There are very few things people have heard more, but know less, about than patents. Nearly every infomercial touts its product as “patented” or “patent pending,” but what does that mean? Are patents easy to get? If you change 25 percent of the invention, can you avoid infringing a patent? When is a patent “pending”?
Misinformation abounds when it comes to patents. While facts about patents would fill volumes, here are few interesting facts about patents you can use to regale your geeky relatives over the holidays:
10. You can keyword search millions of patents on Google Patent Search for free.
9. Patents expire 20 years after you file your application. Patent terms used to be 17 years from the date the patent issued. Some inventors, however, were intentionally dragging their feet, waiting until someone else brought their technology to market before having their submarine patents issue. Now, if you drag your feet for 19 years, your patent will only be valid for 1 year.
8. You must pay the Patent Office “maintenance fees” to keep your patents in force. Failure to pay these fees due at three and a half, seven and a half, and eleven and a half years from the date the patent is granted will cause your patent to become abandoned.
7. No patent search is 100 percent effective. Even if you searched all 7 million plus patents, patent applications are kept confidential for at least 18 months after filing. Theoretically someone else’s patent could issue on your invention the day after your searched every published patent and patent application.
6. On average, your patent application will be pending nearly three years. This is not all bad though. Although you enforcement rights are severely limited while the patent is pending, having a competitor build up a demand for your product before the patent issues can be a very profitable turn of events.
5. There is no such thing as a “Poor Man’s Patent.” Relying on a letter you mailed yourself to protect your invention actually provides no protection whatsoever.
4. Just because you have a patent, does not necessarily mean your invention is valuable. Inventors have succeeded in obtaining patents on some pretty wacky inventions.
3. If your invention cannot be “reverse engineered” a trade secret may be a cheaper, easier and longer lasting alternative to a patent.
2. Ordinary attorneys are not allowed to draft patents for clients. To become a patent attorney, you have to have an undergraduate degree in a science, or the equivalent, and have passed the notoriously challenging patent bar exam. No two patents, or patent attorneys, are created equal. It would be extremely unlikely two patent attorneys would draft identical patent applications covering a given
invention. The patent attorney’s experience, and skill and knowledge of the field of art, all factor into whether the patent will be broad and enforceable or narrow and easily invalidated.

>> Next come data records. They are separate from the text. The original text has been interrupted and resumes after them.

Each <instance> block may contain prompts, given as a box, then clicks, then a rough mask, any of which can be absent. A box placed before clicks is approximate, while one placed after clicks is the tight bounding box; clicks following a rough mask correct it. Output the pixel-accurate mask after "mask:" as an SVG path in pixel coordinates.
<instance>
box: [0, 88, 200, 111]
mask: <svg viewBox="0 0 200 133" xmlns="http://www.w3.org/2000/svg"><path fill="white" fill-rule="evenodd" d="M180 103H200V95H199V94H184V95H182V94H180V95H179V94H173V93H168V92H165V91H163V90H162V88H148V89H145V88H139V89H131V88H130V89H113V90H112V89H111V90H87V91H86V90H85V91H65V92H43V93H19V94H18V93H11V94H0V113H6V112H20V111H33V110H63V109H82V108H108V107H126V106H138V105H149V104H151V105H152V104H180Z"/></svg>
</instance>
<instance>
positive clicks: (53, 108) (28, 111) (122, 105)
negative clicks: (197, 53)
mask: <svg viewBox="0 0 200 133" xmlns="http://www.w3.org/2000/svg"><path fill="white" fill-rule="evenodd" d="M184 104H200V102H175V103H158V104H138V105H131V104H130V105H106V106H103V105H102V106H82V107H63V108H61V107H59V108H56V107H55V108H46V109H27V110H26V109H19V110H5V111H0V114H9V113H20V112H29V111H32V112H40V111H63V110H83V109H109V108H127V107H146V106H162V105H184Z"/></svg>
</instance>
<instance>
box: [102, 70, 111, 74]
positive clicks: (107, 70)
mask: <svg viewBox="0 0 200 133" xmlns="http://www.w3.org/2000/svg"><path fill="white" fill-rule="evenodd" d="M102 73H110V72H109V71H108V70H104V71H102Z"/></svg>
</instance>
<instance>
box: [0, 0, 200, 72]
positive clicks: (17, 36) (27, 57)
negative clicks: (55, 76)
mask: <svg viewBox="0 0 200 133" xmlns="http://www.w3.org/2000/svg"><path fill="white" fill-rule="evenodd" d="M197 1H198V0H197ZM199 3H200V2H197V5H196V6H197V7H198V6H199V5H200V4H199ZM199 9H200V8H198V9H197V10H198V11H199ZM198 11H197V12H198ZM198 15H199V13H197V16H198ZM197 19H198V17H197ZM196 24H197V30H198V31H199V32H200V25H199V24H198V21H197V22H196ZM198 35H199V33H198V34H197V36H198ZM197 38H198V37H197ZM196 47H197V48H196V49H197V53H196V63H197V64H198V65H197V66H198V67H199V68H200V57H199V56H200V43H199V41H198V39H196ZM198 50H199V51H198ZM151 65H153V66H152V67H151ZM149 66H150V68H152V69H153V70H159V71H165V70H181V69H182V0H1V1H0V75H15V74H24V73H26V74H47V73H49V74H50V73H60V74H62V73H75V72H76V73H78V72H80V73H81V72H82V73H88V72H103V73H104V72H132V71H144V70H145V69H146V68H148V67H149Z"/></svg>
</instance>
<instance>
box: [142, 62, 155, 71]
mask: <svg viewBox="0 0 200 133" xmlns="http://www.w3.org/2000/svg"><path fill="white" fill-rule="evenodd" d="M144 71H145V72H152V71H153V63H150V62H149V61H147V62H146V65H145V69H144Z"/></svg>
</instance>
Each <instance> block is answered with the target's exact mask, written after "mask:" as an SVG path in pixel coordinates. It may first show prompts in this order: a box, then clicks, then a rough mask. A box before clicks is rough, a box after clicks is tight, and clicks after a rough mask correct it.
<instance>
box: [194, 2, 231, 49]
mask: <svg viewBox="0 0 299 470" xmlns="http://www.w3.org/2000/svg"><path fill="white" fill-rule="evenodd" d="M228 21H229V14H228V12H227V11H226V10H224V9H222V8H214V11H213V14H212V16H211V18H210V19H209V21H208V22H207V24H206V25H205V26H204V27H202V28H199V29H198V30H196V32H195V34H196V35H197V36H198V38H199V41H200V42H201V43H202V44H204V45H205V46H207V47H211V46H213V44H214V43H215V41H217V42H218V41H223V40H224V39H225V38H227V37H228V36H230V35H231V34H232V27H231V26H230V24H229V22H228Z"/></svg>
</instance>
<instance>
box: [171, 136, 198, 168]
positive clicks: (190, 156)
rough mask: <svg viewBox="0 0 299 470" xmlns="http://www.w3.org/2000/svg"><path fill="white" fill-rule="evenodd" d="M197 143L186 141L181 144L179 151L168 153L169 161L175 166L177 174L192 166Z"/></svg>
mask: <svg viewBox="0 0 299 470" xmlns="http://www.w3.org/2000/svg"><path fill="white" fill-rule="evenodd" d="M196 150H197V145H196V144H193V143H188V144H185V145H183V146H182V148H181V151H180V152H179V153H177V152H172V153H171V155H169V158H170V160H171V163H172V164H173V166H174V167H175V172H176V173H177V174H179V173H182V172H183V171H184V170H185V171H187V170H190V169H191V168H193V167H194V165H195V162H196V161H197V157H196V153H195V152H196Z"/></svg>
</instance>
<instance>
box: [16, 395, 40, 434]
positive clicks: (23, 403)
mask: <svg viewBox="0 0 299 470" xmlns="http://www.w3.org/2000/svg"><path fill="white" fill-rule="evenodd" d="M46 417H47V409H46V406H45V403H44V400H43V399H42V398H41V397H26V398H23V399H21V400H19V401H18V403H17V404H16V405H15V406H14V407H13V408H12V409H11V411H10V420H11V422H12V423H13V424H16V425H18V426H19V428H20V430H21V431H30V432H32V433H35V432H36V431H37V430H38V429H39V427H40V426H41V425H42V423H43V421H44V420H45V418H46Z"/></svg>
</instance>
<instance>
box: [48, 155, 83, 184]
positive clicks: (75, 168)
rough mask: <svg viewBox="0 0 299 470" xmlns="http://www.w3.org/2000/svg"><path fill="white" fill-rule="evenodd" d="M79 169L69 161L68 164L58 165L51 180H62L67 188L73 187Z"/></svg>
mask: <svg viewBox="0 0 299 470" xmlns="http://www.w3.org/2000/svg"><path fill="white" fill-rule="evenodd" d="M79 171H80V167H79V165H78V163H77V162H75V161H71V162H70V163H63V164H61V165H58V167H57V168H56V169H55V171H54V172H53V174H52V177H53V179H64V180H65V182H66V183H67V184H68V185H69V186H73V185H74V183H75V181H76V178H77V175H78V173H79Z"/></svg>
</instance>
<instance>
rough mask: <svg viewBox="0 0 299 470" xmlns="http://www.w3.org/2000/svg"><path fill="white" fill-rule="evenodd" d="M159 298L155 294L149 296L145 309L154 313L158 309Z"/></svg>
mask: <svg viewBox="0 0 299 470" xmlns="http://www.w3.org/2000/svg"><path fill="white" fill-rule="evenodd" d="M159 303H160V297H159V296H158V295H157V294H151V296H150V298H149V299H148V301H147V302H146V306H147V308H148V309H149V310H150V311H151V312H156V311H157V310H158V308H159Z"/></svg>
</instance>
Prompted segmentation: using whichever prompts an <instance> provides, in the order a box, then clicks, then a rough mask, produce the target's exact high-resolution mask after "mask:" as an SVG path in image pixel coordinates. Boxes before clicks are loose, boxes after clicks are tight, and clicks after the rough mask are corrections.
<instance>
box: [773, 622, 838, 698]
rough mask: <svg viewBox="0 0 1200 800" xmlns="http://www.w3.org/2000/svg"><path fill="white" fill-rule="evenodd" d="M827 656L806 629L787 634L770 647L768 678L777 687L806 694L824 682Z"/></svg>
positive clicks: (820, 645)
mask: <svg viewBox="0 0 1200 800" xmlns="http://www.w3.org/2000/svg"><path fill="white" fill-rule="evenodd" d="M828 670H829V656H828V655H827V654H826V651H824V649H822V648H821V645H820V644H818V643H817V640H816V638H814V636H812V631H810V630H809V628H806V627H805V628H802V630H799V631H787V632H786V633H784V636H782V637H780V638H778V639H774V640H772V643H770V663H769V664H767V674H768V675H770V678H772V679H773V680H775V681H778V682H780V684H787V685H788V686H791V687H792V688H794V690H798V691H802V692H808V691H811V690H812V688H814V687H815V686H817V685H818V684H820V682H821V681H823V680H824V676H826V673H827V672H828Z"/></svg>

1. A patent does not give you the right to make your invention. Your patent merely gives you the right to prevent others from making your invention. The United States Patent and Trademark Office will grant patents on inventions which are improvements on other patented inventions. A patent in hand notwithstanding, if your invention infringes on a valid patent, you cannot make your invention absent a license agreement from the other patent holder.